Royal Commission on the Economic Union and Development Prospects for Canada
- Also known as: Macdonald Commission;
- Commissioners: Donald S. Macdonald (Chair); Clarence Barber; Albert Breton; Laurent Picard; Angela Cantwell-Peters; E. Gérard Docquier; William McLean Hamilton; John Rissler Messer; J. J. Michel Robert; Daryl Seaman; Thomas Shoyama; Jean Casselman Wadds; Catherine T. Wallace;
- Inquiry period: November 5, 1982 – August 1985
- Authorized: Order in Council P.C. 1982-3438

= Macdonald Commission =

The Royal Commission on the Economic Union and Development Prospects for Canada, also known as the Macdonald Commission, was a historic landmark in Canadian economy policy. Prime Minister Pierre Trudeau appointed the Royal Commission in 1982, and it presented its recommendations to Prime Minister Brian Mulroney in 1984. The commission's recommendations reflect three broad themes mainly derived from neoconservative ideology.

Firstly, the report suggested for Canada to foster a more flexible economy, which would be capable of adjusting to international and technological change, and it recommended greater reliance on the market mechanisms and a free trade agreement with the United States. Secondly, the commission recommended various reforms to the welfare state model and emphasized social equity and economic efficiency. Thirdly, the commission recommended the adoption of an elected Senate in order to better represent Canada's diverse regions.

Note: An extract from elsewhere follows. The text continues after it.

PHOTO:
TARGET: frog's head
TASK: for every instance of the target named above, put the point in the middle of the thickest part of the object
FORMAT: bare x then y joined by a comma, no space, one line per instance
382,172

Most notably, the commission’s recommendations affected trade policy directly by giving greater legitimacy and momentum to the debate surrounding free trade with the United States. Mulroney began trade negotiations with the American administration shortly after the report was released. Indeed, free trade is regarded as the signature recommendation of the commission.

==Members==
- Chair – Donald S. Macdonald
- Executive Director – Gerry Godsoe
- Director of Policy – Alan Nymark
- Directors of Research – Ivan Bernier, Alan Cairns, and David Chadwick Smith (Later, Kenneth Norrie and John Hartley Sargent took on the roles of co-Directors of Research).
- Joint Editorial Head – David Ablett and Michel Vastel.